東日本大震災アーカイブ

果物、風評被害が深刻化 「抜本的な対策急務」

収穫したナシを見詰める佐藤さん。価格上昇の要因は見当たらず、不安といら立ちが募る

 東京電力福島第一原発事故の風評被害に対する県内果樹農家の懸念が拡大している。主力のモモに続き、ナシの価格も下落傾向にある。生産量日本一の伊達市の「あんぽ柿」などへの影響も避けられない状況だ。県は「果物王国・福島」の再興に向け信頼回復に努めているが、農家から除染など対策強化を求める声が上がっている。

■あかつき不振

 伊達市保原町の直売所・ふれあい夢市場に3日、地元の農家が「川中島」「ゆうぞら」などモモの晩生種を次々と運び込んだ。だが、どの農家も表情は険しかった。「例年より出来はいいのに、今年は敬遠されがちだ」。60代男性は苦悩をにじませた。

 JA伊達みらいの共同果樹選果場によると、今年の搬入数は多い時で1日約2万個と例年の1.5倍に上っている。顧客に直接販売する贈答用の需要が伸びずJAに持ち込む農家が増えたためだ。

 販売不振と価格低迷は、牛肉の放射性セシウム汚染問題が起きて以降、顕著になった。主力の「あかつき」の市場価格は例年の半分以下の1キロ200円程度に下落した。伊達市保原町の渡辺幸市さん(60)方は、肥料や農薬などの費用を差し引けば収入はほぼゼロという。「このままでは生活が成り立たない」と窮状を訴える。

 果樹農家にとっては観光客も大きな収入源だ。しかし、風評被害で農園を訪れる人も激減している。

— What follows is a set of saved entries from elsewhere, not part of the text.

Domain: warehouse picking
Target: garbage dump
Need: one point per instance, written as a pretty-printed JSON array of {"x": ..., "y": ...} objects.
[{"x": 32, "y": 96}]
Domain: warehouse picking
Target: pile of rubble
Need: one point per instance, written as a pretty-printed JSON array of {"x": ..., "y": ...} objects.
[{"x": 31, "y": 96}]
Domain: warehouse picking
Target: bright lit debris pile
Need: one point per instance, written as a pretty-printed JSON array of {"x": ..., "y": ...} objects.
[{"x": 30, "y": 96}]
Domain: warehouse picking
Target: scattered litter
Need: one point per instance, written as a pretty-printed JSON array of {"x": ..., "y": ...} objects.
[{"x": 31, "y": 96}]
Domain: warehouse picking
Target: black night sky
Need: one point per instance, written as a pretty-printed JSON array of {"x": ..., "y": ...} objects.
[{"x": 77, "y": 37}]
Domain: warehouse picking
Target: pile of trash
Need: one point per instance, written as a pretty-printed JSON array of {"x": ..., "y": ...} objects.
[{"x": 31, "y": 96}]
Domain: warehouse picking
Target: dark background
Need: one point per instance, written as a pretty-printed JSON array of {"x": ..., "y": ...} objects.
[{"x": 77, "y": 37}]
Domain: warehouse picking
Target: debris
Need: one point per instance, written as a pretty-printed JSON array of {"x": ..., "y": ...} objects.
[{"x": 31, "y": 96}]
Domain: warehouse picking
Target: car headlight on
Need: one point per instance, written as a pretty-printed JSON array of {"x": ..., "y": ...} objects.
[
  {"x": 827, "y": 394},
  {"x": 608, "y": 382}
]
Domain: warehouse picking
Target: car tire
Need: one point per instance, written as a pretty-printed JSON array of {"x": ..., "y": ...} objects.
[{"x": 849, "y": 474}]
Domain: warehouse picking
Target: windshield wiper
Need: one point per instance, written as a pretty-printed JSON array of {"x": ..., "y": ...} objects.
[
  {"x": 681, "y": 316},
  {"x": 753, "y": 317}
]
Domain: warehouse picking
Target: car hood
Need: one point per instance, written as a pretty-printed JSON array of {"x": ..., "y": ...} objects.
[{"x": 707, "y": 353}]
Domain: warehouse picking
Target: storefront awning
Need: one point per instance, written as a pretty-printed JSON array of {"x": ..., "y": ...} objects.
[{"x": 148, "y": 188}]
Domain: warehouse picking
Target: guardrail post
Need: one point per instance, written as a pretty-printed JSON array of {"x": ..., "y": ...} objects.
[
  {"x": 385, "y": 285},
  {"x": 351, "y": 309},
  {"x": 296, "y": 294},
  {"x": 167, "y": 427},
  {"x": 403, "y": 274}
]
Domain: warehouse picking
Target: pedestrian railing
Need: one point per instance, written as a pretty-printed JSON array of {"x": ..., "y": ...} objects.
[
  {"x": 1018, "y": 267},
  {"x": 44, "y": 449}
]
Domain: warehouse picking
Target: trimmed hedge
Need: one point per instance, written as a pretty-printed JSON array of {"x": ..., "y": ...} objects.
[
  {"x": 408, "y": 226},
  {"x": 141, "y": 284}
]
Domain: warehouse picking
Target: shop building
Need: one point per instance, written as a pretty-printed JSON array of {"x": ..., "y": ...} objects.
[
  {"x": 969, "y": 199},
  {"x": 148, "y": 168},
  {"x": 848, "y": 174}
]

 福島市観光農園協会に加盟する48農園には、例年なら首都圏などからモモ狩りツアーのバスが次々と訪れる。今年は皆無の状態で、各農園ともに売り上げは六~八割程度も落ち込んでいるという。片平新一会長は「国や県の融資制度を使ってしのいでいる」と厳しい現状を語る。

■ナシ、カキは...

 昨年実績で全国3位の生産量を誇るナシは、主力の「幸水」「豊水」が今月、出荷のピークを迎えるが、生産者には不安といら立ちばかりが募る。

 福島市下野寺の佐藤吉則さん(58)は全国の相場に気をもむ。県内産の市場価格は現段階で10キロ当たり2000円程度と、他県産より800円ほど安い。今後も上向く気配はなく、「原発災害にいつまで苦しめばいいのか」と怒りをあらわにする。

 カキやブドウ、リンゴなどへの懸念も尽きない。伊達市のあんぽ柿の生産農家では、カキの収穫を控える動きも出始めた。「風評被害が続けば若者の農業離れが加速しかねない」と、生産者の一人は不安を口にした。

■安心の基準

 県は収穫期ごとに首都圏で試食会などを開いて安全性をアピールする。卸業者への働き掛けも強める方針だ。
 ただ、消費者や店舗側の判断基準はまちまちだ。検査結果が食品衛生法の暫定基準値を下回れば大丈夫との受け止め方がある一方、未検出でなければ安心できないとの声もある。安全性をただ訴えるだけでは風評は振り払えないのが実情だ。
 「PRなど小手先の手法には限界がある。農地全体の除染など抜本的な対策が急務」と、関係者は指摘した。

【背景】
 平成22年の県内モモの販売農家は3820戸。生産量は2万8200トンで全国2位となっている。県によると、今年の県産モモの市場価格(東京・安値、五キロ)は七月段階で平年並みの1600円程度だったが、8月3日に1260円に下がり、同12日に525円と4分の1に急落。原発事故の風評被害で観光農園と贈答用の売り上げが低迷、JAなどを通じ市場に大量に出荷されたことが価格低迷の一因。8月27日には1050円とやや持ち直したが、昨年より600円近く安い。他の果物も同様の事態が懸念されている。